Alors Massiliague rouvrit doucement sa croisée et se pencha au dehors.

Sous la clarté blanche de l’électricité l’avenue se montrait déserte. Plus un piéton, plus un agent de police. La ville était bien définitivement endormie.

— En route, fit le prisonnier à mi-voix.

Lestement, il se glissa entre les barreaux restés en place, s’accrocha des deux mains au rebord de la fenêtre et sauta sur le sol.

Libre ! Il était libre !

Mais il n’eut pas le temps de se féliciter. Une forme humaine, tapie jusque-là dans l’ombre de l’arceau de la porte du logis Coldjam, bondit en avant, et la voix de Marius susurra :

— Je me doutais bien que Monsieur désirerait se promener cette nuit. Je veillais pour me mettre aux ordres de Monsieur.

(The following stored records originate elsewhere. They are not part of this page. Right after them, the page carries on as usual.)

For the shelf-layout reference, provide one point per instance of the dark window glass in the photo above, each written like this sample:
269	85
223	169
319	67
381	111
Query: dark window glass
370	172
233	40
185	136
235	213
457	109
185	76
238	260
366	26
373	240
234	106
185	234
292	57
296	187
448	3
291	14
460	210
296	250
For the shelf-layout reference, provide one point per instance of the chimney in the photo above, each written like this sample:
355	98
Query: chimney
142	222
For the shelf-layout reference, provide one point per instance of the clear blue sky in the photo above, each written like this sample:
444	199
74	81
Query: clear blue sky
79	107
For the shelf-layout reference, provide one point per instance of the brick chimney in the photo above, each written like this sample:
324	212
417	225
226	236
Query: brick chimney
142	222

Scipion pâlit… Il chercha à sa ceinture une arme, absente. Marius continua :

— Quand j’ai dit à Monsieur que mon père, originaire de Marseille, m’avait inculqué l’amour, le respect de tout ce qui est marseillais, Monsieur n’a pas voulu me croire. Monsieur a eu tort, n’en déplaise à Monsieur, car je l’aurais fait sortir par la porte comme un gentleman, au lieu de le laisser sauter par la croisée ainsi qu’un robber (voleur).

La leçon de convenability était si inattendue que Massiliague se dérida :

— Enfin que veux-tu ?

— Accompagner Monsieur partout où il ira, et lui prouver mon dévouement en toute circonstance. J’ai déjà commencé.

— Tu dis ?

— J’ai déjà commencé. Hier soir, Monsieur a appris aux Coldjam qu’un étranger lui avait rendu visite dans la journée, pour lui remettre divers objets oubliés au fort Davis.

— Oui. Eh bien ?

— Comme l’étranger ne portait rien en arrivant, c’est moi qui l’ai reçu. Monsieur se souvient, je me suis fait cette réflexion : Monsieur met un cache-nez à la vérité, donc Monsieur a une idée de derrière la tête… tenons-nous prêt.